The Guyana Telephone and Telegraph Company (GTT) was ordered yesterday by the Public Utilities Commission (PUC) to do more in terms of rolling out new landline service and addressing their fault reports.
In July 2014, the telecommunications company had submitted an application for new rates and a variation of rates which was subsequently dismissed in 2015. The company filed another application in 2016 for a review of the order and was granted new rates, which saw increases and decreases in different categories, along with consequential conditions, which took effect from August 1, 2017.

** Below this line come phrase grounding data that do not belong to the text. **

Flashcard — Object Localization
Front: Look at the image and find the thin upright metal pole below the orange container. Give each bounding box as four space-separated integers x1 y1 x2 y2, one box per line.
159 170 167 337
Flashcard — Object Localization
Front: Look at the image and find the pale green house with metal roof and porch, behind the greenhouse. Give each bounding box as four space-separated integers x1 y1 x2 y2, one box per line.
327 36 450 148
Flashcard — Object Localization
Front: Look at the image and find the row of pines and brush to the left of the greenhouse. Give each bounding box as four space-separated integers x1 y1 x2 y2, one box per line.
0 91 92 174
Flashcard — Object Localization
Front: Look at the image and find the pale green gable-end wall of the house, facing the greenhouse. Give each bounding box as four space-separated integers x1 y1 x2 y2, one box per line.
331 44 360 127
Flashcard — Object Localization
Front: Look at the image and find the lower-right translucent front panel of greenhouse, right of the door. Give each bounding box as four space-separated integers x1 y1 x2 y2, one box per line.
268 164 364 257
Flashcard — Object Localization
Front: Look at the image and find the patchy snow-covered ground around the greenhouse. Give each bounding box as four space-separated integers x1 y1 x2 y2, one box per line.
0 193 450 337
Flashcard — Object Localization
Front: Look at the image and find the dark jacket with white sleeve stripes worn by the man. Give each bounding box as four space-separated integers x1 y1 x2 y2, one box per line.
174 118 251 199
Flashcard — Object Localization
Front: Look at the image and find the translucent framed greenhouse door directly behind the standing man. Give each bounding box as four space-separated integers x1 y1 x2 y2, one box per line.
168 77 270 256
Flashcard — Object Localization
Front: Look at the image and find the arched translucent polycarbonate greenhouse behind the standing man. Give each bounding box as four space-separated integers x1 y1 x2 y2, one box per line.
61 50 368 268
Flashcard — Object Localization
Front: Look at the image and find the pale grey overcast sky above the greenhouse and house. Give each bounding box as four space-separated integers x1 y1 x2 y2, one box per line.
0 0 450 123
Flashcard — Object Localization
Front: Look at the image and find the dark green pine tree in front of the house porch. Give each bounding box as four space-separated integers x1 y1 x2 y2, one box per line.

The company made a further application in August 22 to review two of the consequential conditions – that the company provide a quarterly report and roll out no less than 1,000 landlines per quarter, and to review their response time for fault reporting – which took place on September 7.
While the company had stated that the figure of 19,000 outstanding applicants for landline services was incorrect, it had explained that the number of outstanding applications was approximately 16,000, with 48% of that number being in “un-engineered areas,” while the number of serviceable applications stood at 8,813.
Of the number of applicants in the serviceable areas, the company indicated that it was also plagued with the issues of duplication, relocation, inadequate documentation, migration and death, which would’ve added to the number of applicants which they were unable to provide with landline service.
However, some 1,170 who have met the criteria are waiting to pay their fees, while another 1,770 have already paid and are waiting for their service to be installed, which the company stated could be finished within two quarters. As such, they had requested that the order be amended from 1,000 lines per quarter to 250.
However, Chairman of the Commission, Dela Britton explained to GTT’s CEO, Justin Nedd that the order would be amended and the company would have to submit a quarterly report and appraisal of the progress showing the new services rolled out, inclusive of rural areas, and it should be no less than 350 lines per quarter, 25% of which could be reissued lines.
In terms of remedying reported faults, the company had informed the PUC that they had established a task force with the sole responsibility of addressing fault reporting. GTT had also indicated that they were requesting remedy time frames of seven to ten working days for Georgetown, Greater Georgetown, West and East Demerara; 10-15 working days for Linden and Berbice; and 20-30 working days for Bartica, Kwakwani, Matthews Ridge, Rupununi, West Bank Berbice and West Canje.
However, Britton explained that the decision had been made by the Commission that urban areas and townships will have a waiting period of five working days, suburban and rural areas will have a waiting period of eight working days, and Hinterland areas will have a waiting period of 20 working days.
Chairman of the Guyana Consumers Association, Patrick Dial had also indicated that GTT’s response time to faults has fallen tremendously, as compared to several years ago.
Similarly, a quarterly report is to be submitted on fault reports received and executed.
“There appears to be such a need for the service. It is noted that the Commission views that GTT has been sporadic in its rollout of landline services around the country, particularly in the rural areas,” Britton said.
Nedd also indicated that the company plans to introduce new technology that will make identifying the faults and fixing them much easier and faster.